National Packard Museum planning $1M+ expansion
Staff photo / Andy Gray Mary Ann Porinchak, executive director of the National Packard Museum, shows off the architectural renderings for a planned expansion of the museum that will enable it to house up to 30 more vehicles.
WARREN — More and more automobile collectors want to donate their vintage Packard vehicles to the National Packard Museum.
It’s a good problem to have, but it comes with a legitimate dilemma — where to store them?
To accommodate its growing collection, the museum is planning a 4,960-square foot expansion that can house up to 30 vehicles and will include a mechanics bay for any needed repairs and maintenance.
Phillips Sekanik Architects Inc. in Warren did the design and the estimated cost is between $1.1 and $1.5 million. Mary Ann Porinchak, executive director of the museum, said they’ve already raised more than $200,000 before starting the official fundraising campaign.
“I have started the quiet phase of it, personally contacting donors that have supported us for many years on a larger scale, and I’ve been batting a thousand with them,” Porinchak said. “Every one of them has told me, ‘You’re not going to have any trouble raising this money,’ and it’s because we have a reputation. We are known for presenting great events, and we have been operating in the black since 1999.”
After recent acquisitions in the past couple of years, the museum essentially is at full capacity. When it displays special exhibits, such as the annual motorcycle show opening next weekend, or is rented out for special events, it is increasingly difficult to maneuver the collection to make room for those activities.
The last Packard automobiles were manufactured in 1956 (1958 if the vehicles produced during a brief Packard-Studebaker merger are included). The collectors who grew up idolizing Packard vehicles are getting older, and those collectors (or their heirs) have been donating their cars to places like the National Packard Museum, where they know they will be preserved.

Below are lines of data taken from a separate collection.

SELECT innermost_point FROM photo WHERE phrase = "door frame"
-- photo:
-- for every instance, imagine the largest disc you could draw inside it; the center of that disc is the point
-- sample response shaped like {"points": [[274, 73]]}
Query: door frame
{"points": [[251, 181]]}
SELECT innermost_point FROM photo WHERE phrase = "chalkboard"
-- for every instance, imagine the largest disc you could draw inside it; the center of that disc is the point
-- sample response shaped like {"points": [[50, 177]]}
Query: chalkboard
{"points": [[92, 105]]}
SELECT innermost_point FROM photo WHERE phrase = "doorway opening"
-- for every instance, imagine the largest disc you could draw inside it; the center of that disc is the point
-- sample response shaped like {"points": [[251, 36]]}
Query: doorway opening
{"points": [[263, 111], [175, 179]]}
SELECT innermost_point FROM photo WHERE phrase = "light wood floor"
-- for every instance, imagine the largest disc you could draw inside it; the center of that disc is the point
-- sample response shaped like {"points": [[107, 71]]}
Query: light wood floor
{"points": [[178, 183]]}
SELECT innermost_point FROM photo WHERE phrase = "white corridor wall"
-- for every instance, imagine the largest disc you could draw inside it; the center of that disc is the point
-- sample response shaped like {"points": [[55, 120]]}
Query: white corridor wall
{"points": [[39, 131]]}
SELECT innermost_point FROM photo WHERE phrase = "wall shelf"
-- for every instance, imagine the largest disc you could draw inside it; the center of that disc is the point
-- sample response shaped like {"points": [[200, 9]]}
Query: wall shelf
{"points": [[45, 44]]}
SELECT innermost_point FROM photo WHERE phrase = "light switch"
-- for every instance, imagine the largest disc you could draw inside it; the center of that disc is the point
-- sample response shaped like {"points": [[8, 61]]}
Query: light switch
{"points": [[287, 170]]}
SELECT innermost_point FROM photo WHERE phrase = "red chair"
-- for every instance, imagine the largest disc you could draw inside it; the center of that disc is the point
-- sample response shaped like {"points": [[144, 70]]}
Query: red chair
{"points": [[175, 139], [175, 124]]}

“We saw the need several years ago when we started seeing consistently more and more cars being donated to us,” Porinchak said.

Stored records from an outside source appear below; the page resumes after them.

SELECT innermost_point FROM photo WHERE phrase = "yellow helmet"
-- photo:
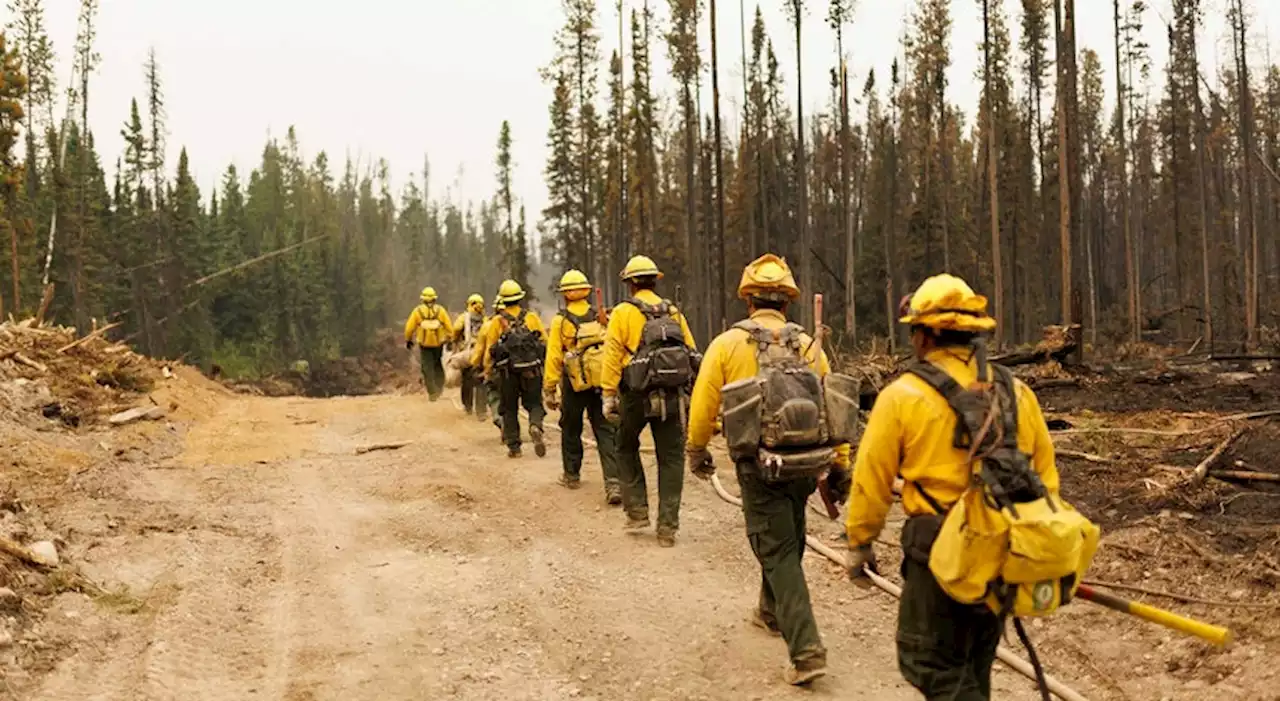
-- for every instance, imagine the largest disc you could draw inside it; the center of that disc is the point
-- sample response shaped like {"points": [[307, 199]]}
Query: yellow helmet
{"points": [[510, 292], [640, 266], [768, 276], [574, 279], [947, 302]]}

The 62-foot-by-81.5 foot expansion will be built on the south end of the museum and will extend to where the chain link fence is between the museum and Packard Music Hall on Mahoning Avenue NW.
The current south wall of the original structure will be replaced with a glass wall, so museum visitors will be able to see the vehicles that are in storage as well as any work being done in the mechanics bay. The glass wall was inspired by a visit Porinchak made to the Fountainhead Antique Auto Museum in Fairbanks, Alaska, and visits by Packard board members to other automotive museums that have a similar set up.

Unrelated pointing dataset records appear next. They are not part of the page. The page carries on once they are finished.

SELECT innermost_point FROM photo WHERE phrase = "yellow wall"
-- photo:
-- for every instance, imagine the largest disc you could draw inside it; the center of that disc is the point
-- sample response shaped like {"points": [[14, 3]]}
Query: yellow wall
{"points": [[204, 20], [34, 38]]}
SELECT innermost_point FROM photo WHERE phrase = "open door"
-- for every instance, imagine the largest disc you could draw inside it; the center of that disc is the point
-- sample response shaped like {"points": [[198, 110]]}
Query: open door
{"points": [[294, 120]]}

The planned addition will feature 10 car lifts, which will allow the museum to store vehicles stacked on top of each other. In between the lifts will be spaces for several other vehicles.
With its existing collection and vehicles already promised to the museum, Porinchak said six of those 30 spots will be filled as soon as the building is completed.
Most of the work for the new structure can be done with little disruption to the existing building. Even when they replace the south wall with the glass partition connecting the two buildings, it shouldn’t require more than a temporary closure of a small portion of the current space. Porinchak said she doesn’t believe the entire museum will have to close during any part of the process.
The first phases of the project — site preparation, pouring the foundation and the building package — will cost between $300,000 and $450,000. Porinchak said she wants to start those steps as soon as they reach $400,000 for the fundraising campaign, which she hopes to reach by spring
“I want to do it when the weather is decent and when everybody’s ready to roll,” she said. “It’s an easy project in that it doesn’t have any plumbing or anything like that. It’s basically a glorified pole barn with pretty walls and signage and a glass front.”